Kapıyı örtüp, salona doğru adımladım. Onun adımları da arkadan beni takip ediyordu. Salona geçip bir koltuğa oturdum. Oda hemen yanıma oturdu. Hafifçe arkasına yaslanıp bakışlarını bana çevirdi.

"Bugün seni hiç göremedim. Cansu sinirlerimi bozacak şeyler yapıyor ve annem de ona destek çıkıyor. Kendi evime gittim ama bir türlü uyuyamadım Nira. Seni bu saatte rahatsız etmek istemezdim."

Yaptığı bu küçük açıklamaya sadece başımı sallayarak yanıt verdim. Sormak istediğim şeyler vardı ama sormayacaktım. Çünkü konuşmak istemediğinin gayet farkındaydım.

"Rahatsız etmedin ama şaşırmadım desem yalan olur."

Hafifçe gülümsedi. O sırada burnuma sızan koku, alkollü olduğunu kanıtlar nitelikteydi. Anlaşılan günü baya kötü geçmişti. Yavaşça kıpırdandı ve bakışlarını tavana çevirdi. Tekrar araladım dudaklarımı.

"Alkol mü aldın?"

Bunu bildiğim halde sormuştum. O ise önce gülmüş, dahasında ise, "Almasam bu saatte buraya gelmeye cesaret edemezdim galiba." Gülümsedim. Bende onun gibi arkaya yaslanıp onun gibi tavana baktım.

"Bişeyler içmek ister misin? Belki bir kahve..."

Bu mırıltıma karşılık başını olumsuzca iki yana salladı. "Ayılmak istemiyorum."

"Peki, uyumak ister misin? Çünkü benim huysuz patronum, uykusuz ve yorgun bir şekilde çalışırsam sorun çıkartır."
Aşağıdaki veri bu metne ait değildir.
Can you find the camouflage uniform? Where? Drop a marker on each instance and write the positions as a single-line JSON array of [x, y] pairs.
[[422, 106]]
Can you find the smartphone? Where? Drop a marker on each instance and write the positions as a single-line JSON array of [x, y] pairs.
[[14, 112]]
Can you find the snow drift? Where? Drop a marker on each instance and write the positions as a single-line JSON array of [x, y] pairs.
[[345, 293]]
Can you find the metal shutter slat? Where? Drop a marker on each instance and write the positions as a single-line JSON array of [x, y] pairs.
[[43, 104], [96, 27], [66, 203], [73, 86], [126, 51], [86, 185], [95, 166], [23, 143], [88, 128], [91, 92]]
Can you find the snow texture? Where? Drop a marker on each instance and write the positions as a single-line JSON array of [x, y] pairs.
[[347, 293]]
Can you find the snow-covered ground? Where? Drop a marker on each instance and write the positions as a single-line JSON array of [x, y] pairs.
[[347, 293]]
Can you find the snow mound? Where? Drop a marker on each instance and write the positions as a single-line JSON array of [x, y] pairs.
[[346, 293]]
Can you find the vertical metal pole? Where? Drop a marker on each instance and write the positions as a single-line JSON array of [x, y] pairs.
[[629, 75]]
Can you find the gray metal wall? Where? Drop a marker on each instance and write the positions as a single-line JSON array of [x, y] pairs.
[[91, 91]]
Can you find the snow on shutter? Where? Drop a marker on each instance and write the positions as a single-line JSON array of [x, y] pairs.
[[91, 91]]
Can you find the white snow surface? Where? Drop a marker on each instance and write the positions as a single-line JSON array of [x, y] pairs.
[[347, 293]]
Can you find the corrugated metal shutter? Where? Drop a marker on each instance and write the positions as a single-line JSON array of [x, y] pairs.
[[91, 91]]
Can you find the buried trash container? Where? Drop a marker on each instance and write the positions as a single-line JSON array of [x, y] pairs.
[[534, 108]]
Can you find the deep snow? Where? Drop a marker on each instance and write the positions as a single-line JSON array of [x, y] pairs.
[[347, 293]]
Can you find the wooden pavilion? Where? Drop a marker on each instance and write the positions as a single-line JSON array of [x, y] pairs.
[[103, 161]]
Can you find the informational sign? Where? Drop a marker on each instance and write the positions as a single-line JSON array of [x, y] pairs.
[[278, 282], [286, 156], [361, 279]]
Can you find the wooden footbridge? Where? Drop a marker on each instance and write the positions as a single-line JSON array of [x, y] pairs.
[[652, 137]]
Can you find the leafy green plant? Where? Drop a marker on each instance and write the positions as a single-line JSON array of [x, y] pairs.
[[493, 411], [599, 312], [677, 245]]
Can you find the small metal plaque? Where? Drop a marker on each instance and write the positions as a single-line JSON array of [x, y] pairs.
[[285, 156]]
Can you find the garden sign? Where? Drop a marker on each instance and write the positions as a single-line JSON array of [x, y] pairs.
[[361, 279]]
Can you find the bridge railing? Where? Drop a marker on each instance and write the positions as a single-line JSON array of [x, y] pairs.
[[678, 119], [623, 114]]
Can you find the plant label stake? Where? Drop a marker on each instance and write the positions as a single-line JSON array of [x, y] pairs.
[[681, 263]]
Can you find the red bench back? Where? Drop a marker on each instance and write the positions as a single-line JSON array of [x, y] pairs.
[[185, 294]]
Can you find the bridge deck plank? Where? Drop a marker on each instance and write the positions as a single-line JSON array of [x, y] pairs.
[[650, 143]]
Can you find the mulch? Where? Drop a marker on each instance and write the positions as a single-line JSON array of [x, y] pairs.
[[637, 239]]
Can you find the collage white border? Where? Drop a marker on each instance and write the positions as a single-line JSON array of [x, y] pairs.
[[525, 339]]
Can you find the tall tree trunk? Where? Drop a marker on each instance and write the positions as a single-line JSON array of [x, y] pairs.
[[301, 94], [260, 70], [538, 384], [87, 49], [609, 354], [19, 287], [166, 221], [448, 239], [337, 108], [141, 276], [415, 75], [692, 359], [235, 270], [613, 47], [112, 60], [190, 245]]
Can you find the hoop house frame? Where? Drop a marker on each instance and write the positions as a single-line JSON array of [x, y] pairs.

Kıkırtısı kulaklarıma dolduğunda, ister istemez bende gülümsemiştim. Gülmesi, hoşuma gidiyordu.

"Siktir et, bir bok yapamaz o puşt. Ama yinede uyumaya hayır demeyeceğim. Çünkü seninle uyumayı özledim."

Bu söylediğiyle derin bir iç çekip, yüzümdeki tatlı gülümsemenin yayılmasına izin verdim. Bazen gerçekten kalbimin ritmiyle oynuyordu. Bir süre sonra, araladım dudaklarımı.

"Hadi, uyuyalım."

Önce ben kalktım ayağa, ardından ise o kalktı ve peşimden yürümeye başladı. Odaya adımımı attıktan sonra, bakışlarımı ona çevirdim. Oda ağır adımlarla içeriye girdiğinde, kapıyı kapatıp yatağın yanına geçtim. Ardından oda yanıma geldiğinde, yavaşça uzandım yerime. Oda hemen yanıma yattı.

Gözlerimi tavana çevirip öylece izledim birkaç saniye. Ama bu sadece saniyelerde takılı kaldı. Kolları bedenimi kavrayıp yanına çekti beni. Başını yavaşça göğsüme yasladı. Kokusu öyle baskındı ki, alkol kokusunu bile pek hissedemiyordum. Başını göğsüme yasladıktan birkaç dakika sonra uyumuştu. Ben ise bir süre onu seyretmiş, ardından uyuya kalmıştım.